[Feature]: ROCm Pyxis SLURM Container Plugin - Achieve User Experience Parity with NVIDIA

# Overview
[SLURM Pyxis Container Plugin](https://github.com/NVIDIA/pyxis) has a very clean UX & first class support for using container with `SLURM` with just an additional arg `--container-image`passed into `srun`.

Many nvidia customers that use `SLURM` are already using [SLURM Pyxis Container Plugin](https://github.com/NVIDIA/pyxis) / in the process of switching to it. 

Most of CoreWeave `SLURM` customers use containers through `pyxis` and most of aws/gcp/oci's slurm customers too.

This issue seems minor but it is tons of minors quirks across the ROCm ecosystem that hurts the user experience and increase the activation energy to port multi-node ML applications to ROCm and more thing to worry about on top of the many ROCm porting quirks.

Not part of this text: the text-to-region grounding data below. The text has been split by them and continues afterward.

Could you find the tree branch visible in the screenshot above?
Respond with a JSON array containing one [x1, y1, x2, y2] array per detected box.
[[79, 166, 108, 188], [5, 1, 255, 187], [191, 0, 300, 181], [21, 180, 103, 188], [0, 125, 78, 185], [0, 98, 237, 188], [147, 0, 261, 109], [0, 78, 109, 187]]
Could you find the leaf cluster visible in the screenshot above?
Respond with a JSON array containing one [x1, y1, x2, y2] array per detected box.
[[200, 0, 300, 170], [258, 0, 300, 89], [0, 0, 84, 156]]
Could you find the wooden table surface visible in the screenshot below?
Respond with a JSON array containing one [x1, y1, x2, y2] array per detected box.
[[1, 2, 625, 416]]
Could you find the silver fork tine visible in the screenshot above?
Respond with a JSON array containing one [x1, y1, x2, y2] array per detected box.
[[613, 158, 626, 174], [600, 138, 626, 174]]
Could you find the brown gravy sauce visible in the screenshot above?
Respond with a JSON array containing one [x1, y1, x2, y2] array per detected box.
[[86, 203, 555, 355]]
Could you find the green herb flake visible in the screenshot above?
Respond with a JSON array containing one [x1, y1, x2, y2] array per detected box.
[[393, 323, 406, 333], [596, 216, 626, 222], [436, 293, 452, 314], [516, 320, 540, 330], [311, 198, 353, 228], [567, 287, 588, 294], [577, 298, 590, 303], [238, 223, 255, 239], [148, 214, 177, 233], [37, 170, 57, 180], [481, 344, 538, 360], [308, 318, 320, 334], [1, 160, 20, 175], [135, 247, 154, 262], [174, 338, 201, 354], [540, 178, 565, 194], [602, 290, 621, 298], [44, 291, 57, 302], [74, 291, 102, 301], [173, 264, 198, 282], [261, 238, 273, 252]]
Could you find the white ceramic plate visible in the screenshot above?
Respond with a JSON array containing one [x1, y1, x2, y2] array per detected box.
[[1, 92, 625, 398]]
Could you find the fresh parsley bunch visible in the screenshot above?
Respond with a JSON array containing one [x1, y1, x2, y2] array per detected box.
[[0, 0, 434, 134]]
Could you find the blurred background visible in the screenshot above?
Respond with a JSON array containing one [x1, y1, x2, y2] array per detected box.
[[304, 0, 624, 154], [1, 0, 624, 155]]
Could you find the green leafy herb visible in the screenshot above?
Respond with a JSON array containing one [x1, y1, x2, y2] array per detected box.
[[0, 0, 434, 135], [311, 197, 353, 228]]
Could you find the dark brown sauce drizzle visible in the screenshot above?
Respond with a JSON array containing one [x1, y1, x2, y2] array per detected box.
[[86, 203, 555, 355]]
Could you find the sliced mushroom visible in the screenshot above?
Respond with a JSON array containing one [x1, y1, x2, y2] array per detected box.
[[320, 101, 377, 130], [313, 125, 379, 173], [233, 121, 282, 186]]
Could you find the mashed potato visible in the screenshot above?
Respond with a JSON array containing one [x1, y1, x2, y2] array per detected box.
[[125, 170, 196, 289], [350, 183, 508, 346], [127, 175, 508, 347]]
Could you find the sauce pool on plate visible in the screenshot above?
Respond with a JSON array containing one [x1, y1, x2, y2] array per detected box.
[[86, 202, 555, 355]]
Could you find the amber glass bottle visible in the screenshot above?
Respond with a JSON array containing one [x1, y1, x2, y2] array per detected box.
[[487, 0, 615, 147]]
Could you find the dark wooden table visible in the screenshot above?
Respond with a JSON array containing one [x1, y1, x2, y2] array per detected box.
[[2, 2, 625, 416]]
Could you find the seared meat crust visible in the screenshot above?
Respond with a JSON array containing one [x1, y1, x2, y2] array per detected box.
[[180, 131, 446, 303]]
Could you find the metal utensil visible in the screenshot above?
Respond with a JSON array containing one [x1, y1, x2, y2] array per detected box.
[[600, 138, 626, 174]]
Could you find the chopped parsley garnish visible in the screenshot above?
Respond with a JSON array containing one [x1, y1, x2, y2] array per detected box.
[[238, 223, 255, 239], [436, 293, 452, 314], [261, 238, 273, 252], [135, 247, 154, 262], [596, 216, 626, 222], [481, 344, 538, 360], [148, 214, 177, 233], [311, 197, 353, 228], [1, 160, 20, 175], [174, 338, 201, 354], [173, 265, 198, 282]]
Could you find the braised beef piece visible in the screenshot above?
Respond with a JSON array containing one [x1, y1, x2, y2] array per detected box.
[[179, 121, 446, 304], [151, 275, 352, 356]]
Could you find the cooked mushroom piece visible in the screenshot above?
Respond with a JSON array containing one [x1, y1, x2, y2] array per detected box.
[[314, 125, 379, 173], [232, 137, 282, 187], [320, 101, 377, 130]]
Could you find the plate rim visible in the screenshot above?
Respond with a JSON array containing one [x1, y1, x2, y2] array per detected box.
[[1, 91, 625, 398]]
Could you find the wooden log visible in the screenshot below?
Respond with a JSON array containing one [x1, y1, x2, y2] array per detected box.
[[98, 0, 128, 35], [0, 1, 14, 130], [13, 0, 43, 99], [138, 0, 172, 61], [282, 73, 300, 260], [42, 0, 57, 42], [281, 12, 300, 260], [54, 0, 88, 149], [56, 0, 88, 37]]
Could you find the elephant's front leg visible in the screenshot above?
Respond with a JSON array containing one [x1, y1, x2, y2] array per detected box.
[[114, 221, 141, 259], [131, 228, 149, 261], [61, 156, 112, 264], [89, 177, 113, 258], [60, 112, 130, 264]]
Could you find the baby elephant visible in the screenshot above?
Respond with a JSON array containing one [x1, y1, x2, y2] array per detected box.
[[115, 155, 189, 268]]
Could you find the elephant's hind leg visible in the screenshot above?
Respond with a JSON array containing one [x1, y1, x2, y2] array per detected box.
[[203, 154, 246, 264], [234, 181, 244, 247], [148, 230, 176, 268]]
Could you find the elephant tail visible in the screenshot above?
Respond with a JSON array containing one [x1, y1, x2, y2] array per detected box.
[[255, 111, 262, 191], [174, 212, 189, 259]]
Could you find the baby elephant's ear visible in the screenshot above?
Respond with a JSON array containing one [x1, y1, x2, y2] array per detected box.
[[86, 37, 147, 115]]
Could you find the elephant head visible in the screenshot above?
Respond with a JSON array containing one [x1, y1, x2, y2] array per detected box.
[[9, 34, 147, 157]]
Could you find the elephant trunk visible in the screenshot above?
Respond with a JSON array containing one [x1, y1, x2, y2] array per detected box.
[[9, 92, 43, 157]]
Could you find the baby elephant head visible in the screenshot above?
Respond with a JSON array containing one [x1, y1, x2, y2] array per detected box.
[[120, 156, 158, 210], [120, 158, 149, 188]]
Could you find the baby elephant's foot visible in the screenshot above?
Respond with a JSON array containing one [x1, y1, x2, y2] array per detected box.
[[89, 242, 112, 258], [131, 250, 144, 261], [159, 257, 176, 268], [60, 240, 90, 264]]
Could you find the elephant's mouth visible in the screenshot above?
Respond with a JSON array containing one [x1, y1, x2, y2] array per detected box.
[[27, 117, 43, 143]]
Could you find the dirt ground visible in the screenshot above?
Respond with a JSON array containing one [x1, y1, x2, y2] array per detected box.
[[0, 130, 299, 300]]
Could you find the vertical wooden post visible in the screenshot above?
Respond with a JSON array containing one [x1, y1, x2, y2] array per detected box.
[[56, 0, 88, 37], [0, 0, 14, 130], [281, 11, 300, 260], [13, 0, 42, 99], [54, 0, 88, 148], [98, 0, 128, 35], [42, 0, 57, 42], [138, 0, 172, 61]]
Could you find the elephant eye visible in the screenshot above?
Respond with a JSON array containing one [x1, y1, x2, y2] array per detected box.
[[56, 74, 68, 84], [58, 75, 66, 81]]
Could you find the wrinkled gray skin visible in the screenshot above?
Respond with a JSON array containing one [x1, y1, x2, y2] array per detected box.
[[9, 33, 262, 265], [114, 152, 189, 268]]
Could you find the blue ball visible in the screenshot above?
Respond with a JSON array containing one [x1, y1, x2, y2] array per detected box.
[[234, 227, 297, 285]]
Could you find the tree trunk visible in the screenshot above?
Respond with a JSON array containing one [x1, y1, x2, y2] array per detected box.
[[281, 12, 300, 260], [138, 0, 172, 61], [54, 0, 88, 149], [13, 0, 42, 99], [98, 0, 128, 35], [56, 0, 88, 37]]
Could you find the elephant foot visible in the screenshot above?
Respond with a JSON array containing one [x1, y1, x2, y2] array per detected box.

ROCm should work towards making container+SLURM way better via supporting `pyxis` to make using containers with SLURM as simple as  additional arg `--container-image`

cc: @hliuca and @powderluv

## Pyxis Benefits
Here are the Pyxis benefits as described by the [pyxis README](https://github.com/NVIDIA/pyxis?tab=readme-ov-file#benefits)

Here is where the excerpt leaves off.